Небольшой овраг со следами дождевого потока пересекал долину. Еще можно было, напрягая зрение, увидать следы конских подков на глине оврага. Темнело быстро. По этому оврагу бежали, наверное, кобылицы… Запус приказал открыть пулеметный огонь. Биение громадной и в то же время неслышной машины все сильнее и сильнее отдавалось в его теле. Временами он приказывал прерывать огонь, прислушивался, махал рукой - пулеметы опять взвывали. И, когда биение громадной машины высушило глотку и глаза начали ныть, требуя влаги, Запус скомандовал цепями двинуться на холм, похожий на верблюжий горб. И он правильно решил: казаки побежали.
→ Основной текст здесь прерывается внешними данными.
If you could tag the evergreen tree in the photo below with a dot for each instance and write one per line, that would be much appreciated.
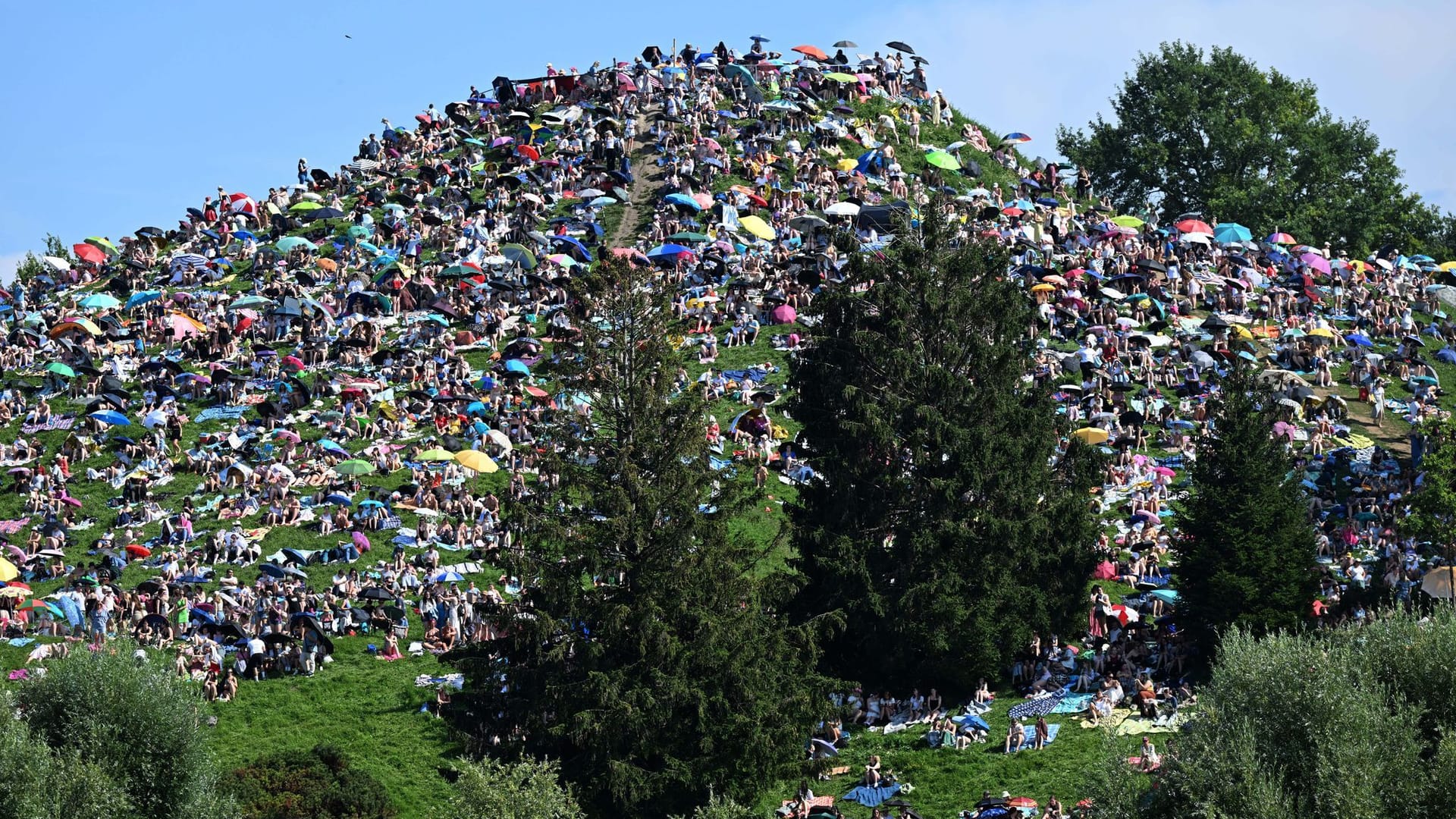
(1247, 551)
(642, 656)
(944, 528)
Верблюжий горб господствовал над долиной. Солдаты вкатили на горб пулеметы. Первая рота во главе с Лубой кинулась преследовать казаков. В долине сильно стемнело, но все же можно было разглядеть, как исполнительный Луба твердо и верно ведет вперед свою роту. Казаки оставили на холме несколько кошемных вьюков. Запус сидел на одном из вьюков. Руки Запуса тряслись. Пулеметчики напряженно смотрели в долину. И здесь произошло то, чего не предполагал Запус: казаки поняли, что, покинув Верблюжий горб, они должны признать себя разбитыми. Они остановились. И опять биение огромной машины почувствовал Запус. И опять, даже не глядя в долину, он понял, что первая рота повернула, бежит… И впереди роты бежит Игнатий Луба! Вот где сказались его косые глаза! Запус прикрыл ладонью лоб. Рука у него была мокрая. Пуля пробила ему плечо. Тихая, какая-то конфетная сладкая боль ползла от плеча к хребту. В висках звенели желтые круги. Но биение машины неустанно продолжало властвовать над всем его телом. Растерянные и усталые красногвардейцы лезли на Верблюжий горб. Гиканье преследователей слышалось поблизости. Запус расстегнул кобуру и достал наган. Он хотел подняться, но поскользнулся, упал. И с земли уже он крикнул, чтобы его положили на вьюк и вынесли перед пулеметами. Доктор Покровский подскочил к нему. "Неси!" - сказал Запус, поднимая наган. Покровский испуганно схватился за кошму. Красногвардеец с простреленной глоткой упал перед ними. Он корчился, хватая руками богородскую траву. Лобастое лицо Лубы, грязное, потное, показалось перед Запусом. Луба смотрел на него растерянно. На лбу у него была красная полоса от снятой шапки. Запусу стало на мгновение жалко и противно его видеть. Он хотел было сказать: "Ты куда, Игнашка, побежал? И чего тебе бежать? Убей меня раньше", но мушка нагана уже скользнула перед глазом. Луба упал. Рота его остановилась.